Words & Pictures By James Kendall (Brighton Source Magazine)
As our devotion to the imported FIP radio station proves, we love a bit of musique Français in our little English coastal city. There’s something so sensual yet sophisticated about traditional French music. In fact it’s so good it’s no wonder they’re so rubbish at rock and pop. And Brighton has the perfect venue for classy French singers to perform and francophiles to hang out – The Paris House.
Formerly an unremarkable boozer called The Jugglers, looking around as people settle in for this second musical night since opening in March not much leaps out as having changed. But in terms of atmosphere it’s another country. It’s like being in the movie Amélie – suave, quirky and oh so French – we half expect Audrey Tatou to breeze in and fix our love lives. It works so well because the effect is built up of subtle touches – those stemmed spherical lights on the bar, the elegantly scrawled menu boards.

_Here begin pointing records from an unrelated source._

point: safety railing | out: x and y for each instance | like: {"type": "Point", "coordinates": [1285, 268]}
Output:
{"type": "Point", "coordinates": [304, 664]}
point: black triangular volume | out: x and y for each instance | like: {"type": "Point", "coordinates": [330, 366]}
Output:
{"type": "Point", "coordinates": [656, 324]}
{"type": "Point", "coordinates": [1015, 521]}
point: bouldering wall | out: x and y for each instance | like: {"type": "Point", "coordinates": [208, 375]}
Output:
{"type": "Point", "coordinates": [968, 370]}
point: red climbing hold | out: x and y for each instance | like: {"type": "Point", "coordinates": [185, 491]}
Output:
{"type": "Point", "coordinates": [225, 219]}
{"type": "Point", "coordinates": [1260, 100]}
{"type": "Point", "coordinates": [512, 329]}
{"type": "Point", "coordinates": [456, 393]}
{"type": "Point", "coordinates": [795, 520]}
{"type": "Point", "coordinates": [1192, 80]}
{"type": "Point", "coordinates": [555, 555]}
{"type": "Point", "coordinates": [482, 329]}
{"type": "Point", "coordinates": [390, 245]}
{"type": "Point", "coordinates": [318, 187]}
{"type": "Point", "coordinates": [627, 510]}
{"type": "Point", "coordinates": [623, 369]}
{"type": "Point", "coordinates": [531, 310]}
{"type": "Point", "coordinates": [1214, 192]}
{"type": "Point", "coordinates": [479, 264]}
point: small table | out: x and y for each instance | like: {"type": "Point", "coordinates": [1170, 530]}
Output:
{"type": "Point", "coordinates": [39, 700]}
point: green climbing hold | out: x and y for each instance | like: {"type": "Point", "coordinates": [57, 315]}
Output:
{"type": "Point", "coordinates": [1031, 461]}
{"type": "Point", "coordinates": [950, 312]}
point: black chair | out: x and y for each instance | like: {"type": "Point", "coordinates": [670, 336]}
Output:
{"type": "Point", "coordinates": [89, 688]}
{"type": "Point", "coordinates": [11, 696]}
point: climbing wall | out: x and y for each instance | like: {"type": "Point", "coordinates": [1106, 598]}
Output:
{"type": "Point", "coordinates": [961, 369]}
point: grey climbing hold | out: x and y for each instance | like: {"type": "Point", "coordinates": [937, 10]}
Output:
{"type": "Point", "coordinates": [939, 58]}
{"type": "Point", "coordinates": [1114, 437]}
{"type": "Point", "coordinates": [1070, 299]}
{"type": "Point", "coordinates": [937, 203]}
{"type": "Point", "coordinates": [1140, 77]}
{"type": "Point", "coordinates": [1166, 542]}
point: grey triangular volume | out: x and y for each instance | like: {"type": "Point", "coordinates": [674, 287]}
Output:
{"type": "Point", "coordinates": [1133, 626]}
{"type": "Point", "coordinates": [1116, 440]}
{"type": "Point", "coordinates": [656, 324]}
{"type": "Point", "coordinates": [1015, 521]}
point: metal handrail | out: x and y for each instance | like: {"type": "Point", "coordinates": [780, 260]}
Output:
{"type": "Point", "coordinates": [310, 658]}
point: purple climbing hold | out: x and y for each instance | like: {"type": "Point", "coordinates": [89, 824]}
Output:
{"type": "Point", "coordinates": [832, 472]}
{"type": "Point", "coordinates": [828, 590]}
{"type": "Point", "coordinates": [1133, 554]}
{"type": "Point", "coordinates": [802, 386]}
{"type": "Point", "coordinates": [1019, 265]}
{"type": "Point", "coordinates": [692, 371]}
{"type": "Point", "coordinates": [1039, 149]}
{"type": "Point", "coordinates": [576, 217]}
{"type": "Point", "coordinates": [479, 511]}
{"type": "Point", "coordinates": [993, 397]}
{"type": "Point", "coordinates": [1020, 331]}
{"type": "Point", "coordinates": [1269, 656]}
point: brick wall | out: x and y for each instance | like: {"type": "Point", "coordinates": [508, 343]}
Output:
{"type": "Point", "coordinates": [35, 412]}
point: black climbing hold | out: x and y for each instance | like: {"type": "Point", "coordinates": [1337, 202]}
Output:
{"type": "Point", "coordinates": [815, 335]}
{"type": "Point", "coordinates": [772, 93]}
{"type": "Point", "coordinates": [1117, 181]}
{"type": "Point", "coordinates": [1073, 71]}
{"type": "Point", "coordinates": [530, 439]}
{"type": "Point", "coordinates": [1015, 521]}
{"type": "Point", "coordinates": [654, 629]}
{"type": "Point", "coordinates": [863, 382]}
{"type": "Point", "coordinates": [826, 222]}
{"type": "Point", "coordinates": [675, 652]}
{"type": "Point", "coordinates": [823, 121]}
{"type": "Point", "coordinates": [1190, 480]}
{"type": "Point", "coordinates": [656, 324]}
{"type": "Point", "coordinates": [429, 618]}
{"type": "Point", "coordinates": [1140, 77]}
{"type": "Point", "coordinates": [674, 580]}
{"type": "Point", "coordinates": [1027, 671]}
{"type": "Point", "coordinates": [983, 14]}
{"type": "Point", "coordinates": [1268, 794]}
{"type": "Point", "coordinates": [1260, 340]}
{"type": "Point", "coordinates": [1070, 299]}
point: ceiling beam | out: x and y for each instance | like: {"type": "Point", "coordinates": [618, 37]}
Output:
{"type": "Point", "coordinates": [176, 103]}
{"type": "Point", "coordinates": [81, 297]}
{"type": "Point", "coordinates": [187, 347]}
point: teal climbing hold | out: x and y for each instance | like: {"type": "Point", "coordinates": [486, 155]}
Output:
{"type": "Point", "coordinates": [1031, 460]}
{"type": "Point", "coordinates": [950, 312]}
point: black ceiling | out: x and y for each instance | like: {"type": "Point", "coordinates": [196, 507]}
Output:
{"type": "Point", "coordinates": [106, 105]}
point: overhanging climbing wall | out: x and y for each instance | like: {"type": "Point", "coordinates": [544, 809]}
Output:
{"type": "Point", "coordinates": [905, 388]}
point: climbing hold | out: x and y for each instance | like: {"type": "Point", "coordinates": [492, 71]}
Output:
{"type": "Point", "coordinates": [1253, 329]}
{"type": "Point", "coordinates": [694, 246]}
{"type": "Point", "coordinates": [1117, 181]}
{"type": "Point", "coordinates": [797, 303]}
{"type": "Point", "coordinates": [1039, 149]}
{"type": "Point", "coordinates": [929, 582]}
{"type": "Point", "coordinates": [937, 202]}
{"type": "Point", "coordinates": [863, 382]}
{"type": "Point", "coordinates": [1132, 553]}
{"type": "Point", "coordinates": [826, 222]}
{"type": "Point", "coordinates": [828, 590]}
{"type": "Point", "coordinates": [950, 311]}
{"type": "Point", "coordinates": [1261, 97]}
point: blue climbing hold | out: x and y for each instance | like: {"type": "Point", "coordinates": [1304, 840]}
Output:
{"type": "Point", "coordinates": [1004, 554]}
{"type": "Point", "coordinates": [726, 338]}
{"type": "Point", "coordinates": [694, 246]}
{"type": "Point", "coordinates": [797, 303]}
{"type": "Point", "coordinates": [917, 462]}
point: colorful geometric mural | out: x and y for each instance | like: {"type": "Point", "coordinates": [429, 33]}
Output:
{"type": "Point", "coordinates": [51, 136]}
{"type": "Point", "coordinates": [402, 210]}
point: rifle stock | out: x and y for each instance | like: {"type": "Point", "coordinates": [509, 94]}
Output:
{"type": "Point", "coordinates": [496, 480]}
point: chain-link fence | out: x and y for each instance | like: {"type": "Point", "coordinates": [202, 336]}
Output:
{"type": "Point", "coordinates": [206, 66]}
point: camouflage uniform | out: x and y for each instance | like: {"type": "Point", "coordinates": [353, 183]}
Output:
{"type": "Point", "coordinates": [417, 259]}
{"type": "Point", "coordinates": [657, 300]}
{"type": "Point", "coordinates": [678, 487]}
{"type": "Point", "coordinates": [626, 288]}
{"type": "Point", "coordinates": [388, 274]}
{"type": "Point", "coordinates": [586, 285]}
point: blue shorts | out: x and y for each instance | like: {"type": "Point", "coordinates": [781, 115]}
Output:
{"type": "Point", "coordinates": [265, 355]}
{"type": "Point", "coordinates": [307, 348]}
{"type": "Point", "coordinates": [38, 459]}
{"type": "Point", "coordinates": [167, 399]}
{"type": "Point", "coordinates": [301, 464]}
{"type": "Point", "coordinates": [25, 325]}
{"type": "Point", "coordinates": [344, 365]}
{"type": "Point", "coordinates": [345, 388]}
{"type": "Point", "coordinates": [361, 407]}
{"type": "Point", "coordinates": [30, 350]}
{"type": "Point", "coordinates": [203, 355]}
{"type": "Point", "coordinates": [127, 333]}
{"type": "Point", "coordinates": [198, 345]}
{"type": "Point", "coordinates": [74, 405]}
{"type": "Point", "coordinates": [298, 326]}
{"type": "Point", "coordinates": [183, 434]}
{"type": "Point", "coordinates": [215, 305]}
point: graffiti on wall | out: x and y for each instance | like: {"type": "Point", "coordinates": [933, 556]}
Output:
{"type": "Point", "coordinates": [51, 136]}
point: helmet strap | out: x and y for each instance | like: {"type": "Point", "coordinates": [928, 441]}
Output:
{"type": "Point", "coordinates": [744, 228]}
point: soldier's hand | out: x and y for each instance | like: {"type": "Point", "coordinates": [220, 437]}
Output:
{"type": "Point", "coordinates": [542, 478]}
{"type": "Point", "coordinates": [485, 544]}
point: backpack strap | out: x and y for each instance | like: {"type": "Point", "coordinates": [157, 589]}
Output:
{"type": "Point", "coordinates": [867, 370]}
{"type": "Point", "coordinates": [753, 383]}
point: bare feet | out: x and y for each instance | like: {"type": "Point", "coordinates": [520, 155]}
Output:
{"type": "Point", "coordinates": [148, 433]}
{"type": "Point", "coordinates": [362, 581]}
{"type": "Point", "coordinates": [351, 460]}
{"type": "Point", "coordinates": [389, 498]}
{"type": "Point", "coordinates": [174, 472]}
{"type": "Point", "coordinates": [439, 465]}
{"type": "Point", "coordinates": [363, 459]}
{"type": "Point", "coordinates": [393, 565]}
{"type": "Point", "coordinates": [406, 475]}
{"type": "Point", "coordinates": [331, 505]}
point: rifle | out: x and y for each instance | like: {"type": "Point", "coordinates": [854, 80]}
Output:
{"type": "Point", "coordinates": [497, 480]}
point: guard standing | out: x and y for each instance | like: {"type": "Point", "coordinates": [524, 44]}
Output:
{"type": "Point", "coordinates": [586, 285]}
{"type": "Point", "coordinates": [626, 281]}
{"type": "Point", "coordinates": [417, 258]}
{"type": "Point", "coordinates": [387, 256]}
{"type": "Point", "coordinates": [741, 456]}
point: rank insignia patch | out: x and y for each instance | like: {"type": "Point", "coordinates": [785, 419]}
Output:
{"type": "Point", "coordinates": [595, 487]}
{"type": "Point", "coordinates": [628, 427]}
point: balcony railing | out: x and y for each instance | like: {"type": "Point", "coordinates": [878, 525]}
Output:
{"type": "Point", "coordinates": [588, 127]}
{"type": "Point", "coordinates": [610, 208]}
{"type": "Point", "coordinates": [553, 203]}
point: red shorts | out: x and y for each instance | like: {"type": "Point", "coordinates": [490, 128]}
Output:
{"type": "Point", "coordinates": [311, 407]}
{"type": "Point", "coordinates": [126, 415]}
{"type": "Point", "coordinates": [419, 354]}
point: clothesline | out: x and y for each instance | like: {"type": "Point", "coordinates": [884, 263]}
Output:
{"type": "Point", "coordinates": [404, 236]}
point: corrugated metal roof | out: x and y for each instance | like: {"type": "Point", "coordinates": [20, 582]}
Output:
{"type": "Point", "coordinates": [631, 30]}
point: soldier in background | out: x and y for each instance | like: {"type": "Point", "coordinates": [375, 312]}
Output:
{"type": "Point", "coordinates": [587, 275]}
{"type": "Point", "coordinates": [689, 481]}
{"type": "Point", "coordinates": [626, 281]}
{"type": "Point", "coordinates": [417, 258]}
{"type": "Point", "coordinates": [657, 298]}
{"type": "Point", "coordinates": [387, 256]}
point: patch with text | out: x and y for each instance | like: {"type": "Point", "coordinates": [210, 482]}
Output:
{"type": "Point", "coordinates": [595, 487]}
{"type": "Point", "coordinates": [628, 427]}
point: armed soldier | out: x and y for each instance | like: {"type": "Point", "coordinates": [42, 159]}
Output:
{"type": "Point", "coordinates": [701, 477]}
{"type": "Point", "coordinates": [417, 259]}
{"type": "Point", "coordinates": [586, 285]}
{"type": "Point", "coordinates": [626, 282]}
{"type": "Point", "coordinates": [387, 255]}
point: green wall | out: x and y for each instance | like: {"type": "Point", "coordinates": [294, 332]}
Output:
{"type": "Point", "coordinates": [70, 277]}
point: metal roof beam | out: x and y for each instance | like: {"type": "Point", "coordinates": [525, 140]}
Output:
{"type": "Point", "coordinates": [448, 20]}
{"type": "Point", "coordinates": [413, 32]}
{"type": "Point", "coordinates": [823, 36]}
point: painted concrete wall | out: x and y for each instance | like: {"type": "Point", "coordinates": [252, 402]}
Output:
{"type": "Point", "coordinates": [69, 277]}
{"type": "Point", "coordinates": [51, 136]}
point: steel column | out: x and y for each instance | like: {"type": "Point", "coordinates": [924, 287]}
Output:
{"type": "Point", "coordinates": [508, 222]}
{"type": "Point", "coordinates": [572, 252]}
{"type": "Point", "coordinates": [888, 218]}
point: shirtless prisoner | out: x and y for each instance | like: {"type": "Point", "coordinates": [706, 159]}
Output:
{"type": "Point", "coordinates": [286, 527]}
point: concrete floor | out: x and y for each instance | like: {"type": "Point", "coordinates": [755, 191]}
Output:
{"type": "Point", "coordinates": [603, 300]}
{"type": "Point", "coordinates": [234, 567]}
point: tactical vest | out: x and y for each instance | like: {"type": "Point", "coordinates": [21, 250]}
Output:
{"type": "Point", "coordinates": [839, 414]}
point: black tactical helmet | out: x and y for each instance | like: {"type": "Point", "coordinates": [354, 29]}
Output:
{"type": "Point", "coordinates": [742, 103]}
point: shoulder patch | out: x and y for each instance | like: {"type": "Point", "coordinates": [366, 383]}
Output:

As Lo Polidoro steps to the microphone it’s feels just like being in a late night café bar in Montmartre. She is instantly charming, with a speaking voice that drips like honey, a characteristic that carries over to her gorgeous singing as soon as her accordion player starts the Gallic music. The sound is so authentic you’d never guess that he is English.
Although all the lyrics are – of course – in French, it’s easy to get pulled into Lo’s performance as she’s so dramatic in her delivery. It’s like she’s acting out a play, so expressive is her face. “I don’t do that on purpose!” she laughs when we ask her in the gap between sets. “I’m just well into the songs. Have I been singing these songs since I was tiny? Not at all. I hated them. I was into psychedelic music. It took three British guys to say, hey, how about we start a French chanteuse band. I shuddered but then once I started I realised that the songs were beautiful.”
When we ask her what the songs are about are she tells us, “They’re all about love – love and naughty boys!” which might explain why she’s smiling so much when she’s singing them. There are also smiles between her and her accordion player, a real connection that comes out in their music. It’s no surprise to see them steal a kiss between performances and it turns out they are a couple brought together by music they perform.
It’s just another touch that adds to the loveliness of an evening that includes a delightful old French couple, the man painting the performance as it happens, the woman singing along with a young Frenchman with dreadlocks. There’s great food (platters or cheese and meat) and carefully chosen wine served in carafes and beer and cider served only in halves, a la Français. Layer on top a completely captivating performance from Lo that travels perfectly from dark and sultry to jaunty and fun and you have an evening that would have us down the travel agent booking a one-way ticket to the Gare Du Nord. If The Paris House wasn’t so convenient of course.